Yu Ling, Sun Hongwei, Jin Huangmo, Tan Hongyu
Department of Anesthesiology, Key laboratory of Carcinogenesis and Translational Research (Ministry of Education/Beijing), Peking University Cancer Hospital & Institute, Beijing, 100142, China.
BMC Surg. 2020 Feb 4;20(1):25. doi: 10.1186/s12893-020-0689-z.
This prospective randomized controlled study was designed to evaluate the effect of fluid restriction alone versus fluid restriction + low central venous pressure (CVP) on hepatic surgical field bleeding, intraoperative blood loss, and the serum lactate concentration in patients undergoing partial hepatectomy.
One hundred forty patients undergoing partial hepatectomy with intraoperative portal triad clamping were randomized into a fluid restriction group (Group F) or fluid restriction + low CVP group (Group L). Both groups received limited fluid infusion before the liver lesions were removed. Ephedrine was administered if the systolic blood pressure (SBP) decreased to <90 mmHg for 1 min. When the urine output was <20 ml/h or the SBP was <90 mmHg for 1 min more than three times, an additional 200 ml of crystalline solution was quickly infused within 10 min. In addition to fluid restriction, patients in Group L received continuous nitroglycerin and esmolol infusion to maintain a low CVP. The duration of portal triad clamping, frequency of additional fluid infusion, frequency of ephedrine administration, intraoperative blood loss, extent of liver resection, and bleeding score of the hepatic surgical field were recorded. Arterial blood gas analysis was performed before anesthesia (T1), after liver dissection and immediately before liver resection (T2), 10 min after removal of the liver lesion (T3), and before the patient was discharged from the postanesthesia care unit (T4).
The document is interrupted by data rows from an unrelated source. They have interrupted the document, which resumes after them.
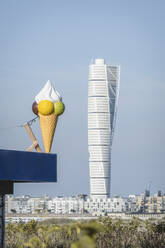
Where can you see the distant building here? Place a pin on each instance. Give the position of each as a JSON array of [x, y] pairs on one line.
[[103, 94]]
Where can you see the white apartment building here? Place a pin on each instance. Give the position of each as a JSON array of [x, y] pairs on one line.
[[103, 91], [104, 206]]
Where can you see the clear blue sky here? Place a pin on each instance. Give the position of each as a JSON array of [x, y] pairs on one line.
[[56, 40]]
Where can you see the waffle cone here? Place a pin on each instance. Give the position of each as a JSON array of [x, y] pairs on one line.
[[48, 125]]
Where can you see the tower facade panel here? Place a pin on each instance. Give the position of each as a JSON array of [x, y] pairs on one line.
[[103, 92]]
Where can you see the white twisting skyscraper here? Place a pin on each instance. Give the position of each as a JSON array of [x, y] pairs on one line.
[[103, 93]]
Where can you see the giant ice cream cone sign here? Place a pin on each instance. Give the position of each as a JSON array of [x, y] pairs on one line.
[[48, 106]]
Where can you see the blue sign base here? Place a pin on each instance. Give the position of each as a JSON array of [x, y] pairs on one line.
[[20, 166]]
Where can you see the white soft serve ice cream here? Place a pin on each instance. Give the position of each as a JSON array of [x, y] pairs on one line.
[[48, 93]]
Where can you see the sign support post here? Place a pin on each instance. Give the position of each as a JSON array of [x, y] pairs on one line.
[[2, 221]]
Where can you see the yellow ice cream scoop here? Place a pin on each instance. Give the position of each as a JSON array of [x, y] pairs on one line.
[[45, 107]]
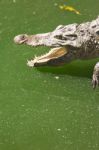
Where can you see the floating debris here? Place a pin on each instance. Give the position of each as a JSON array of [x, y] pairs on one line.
[[55, 4], [57, 77], [69, 8], [59, 129], [14, 1], [34, 13]]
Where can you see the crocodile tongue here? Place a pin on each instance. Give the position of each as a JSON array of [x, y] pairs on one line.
[[53, 54]]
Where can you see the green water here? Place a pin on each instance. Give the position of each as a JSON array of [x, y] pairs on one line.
[[46, 108]]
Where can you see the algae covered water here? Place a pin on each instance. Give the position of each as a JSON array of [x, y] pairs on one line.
[[46, 108]]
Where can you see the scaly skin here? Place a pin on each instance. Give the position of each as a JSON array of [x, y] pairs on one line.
[[74, 41]]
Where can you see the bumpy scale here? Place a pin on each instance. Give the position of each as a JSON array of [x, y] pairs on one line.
[[68, 42]]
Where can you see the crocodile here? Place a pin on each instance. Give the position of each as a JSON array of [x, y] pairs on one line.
[[67, 42]]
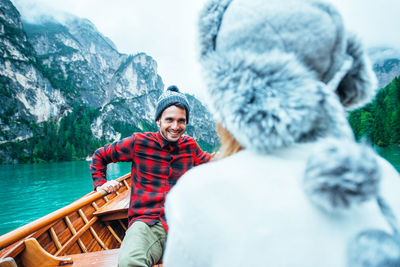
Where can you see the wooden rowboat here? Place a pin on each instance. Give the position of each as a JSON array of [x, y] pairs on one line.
[[88, 232]]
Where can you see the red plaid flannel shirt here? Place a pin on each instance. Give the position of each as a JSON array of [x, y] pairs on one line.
[[156, 167]]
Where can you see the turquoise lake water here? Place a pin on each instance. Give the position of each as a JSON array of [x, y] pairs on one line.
[[30, 191]]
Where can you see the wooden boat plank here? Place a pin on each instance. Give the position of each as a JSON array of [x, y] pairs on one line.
[[104, 258], [54, 230], [119, 203]]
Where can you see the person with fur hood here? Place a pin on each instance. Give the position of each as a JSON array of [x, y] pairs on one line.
[[294, 188]]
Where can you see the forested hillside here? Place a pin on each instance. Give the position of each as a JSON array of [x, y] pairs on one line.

Being in the fluid restriction Group (Group F) (odds ratio = 5.04) and cirrhosis (odds ratio = 3.28) were risk factors for hepatic surgical field bleeding. Factors contributing to intraoperative blood loss were the operation time, duration of portal triad clamping, and extent of resection. No significant between-group difference was observed for blood loss or blood transfusion. The serum lactate concentration peaked at T3 in both groups.
Maintaining a lower CVP during hepatectomy provides an optimal surgical field but has no significant effect on intraoperative blood loss. Moreover, lower CVP does not increase the serum lactate concentration.
"A comparative study of the effect fluid restriction and low CVP pressure on the oozing of blood in liver wounds and blood lactate in patients undergoing partial hepatectomy" was prospectively registered as a trial (registration number: ChiCTR-INR-17014172, date of registration: 27 December 2017).
本前瞻性随机对照研究旨在评估单纯液体限制与液体限制+低中心静脉压(CVP)对接受肝部分切除术患者肝手术野出血、术中失血量及血清乳酸浓度的影响。
140例接受肝部分切除术且术中行门静脉三联阻断的患者被随机分为液体限制组(F组)或液体限制+低CVP组(L组)。两组在切除肝脏病变前均接受有限的液体输注。如果收缩压(SBP)降至<90 mmHg持续1分钟,则给予麻黄碱。当尿量<20 ml/h或SBP<90 mmHg持续超过1分钟达3次以上时,在10分钟内快速额外输注200 ml晶体溶液。除液体限制外,L组患者接受持续静脉输注硝酸甘油和艾司洛尔以维持低CVP。记录门静脉三联阻断时间、额外液体输注频率、麻黄碱给药频率、术中失血量、肝切除范围及肝手术野出血评分。在麻醉前(T1)、肝游离后且即将进行肝切除前(T2)、切除肝脏病变后10分钟(T3)及患者从麻醉后护理单元出院前(T4)进行动脉血气分析。
处于液体限制组(F组)(比值比=5.04)和肝硬化(比值比=3.28)是肝手术野出血的危险因素。导致术中失血量的因素有手术时间、门静脉三联阻断时间及切除范围。两组间在失血量或输血方面未观察到显著差异。两组血清乳酸浓度均在T3时达到峰值。
肝切除术中维持较低的CVP可提供最佳手术视野,但对术中失血量无显著影响。此外,较低的CVP不会增加血清乳酸浓度。
“液体限制和低CVP压力对肝部分切除术患者肝创面渗血及血乳酸影响的比较研究”已作为一项试验进行前瞻性注册(注册号:ChiCTR-INR-17014172,注册日期:2017年12月27日)。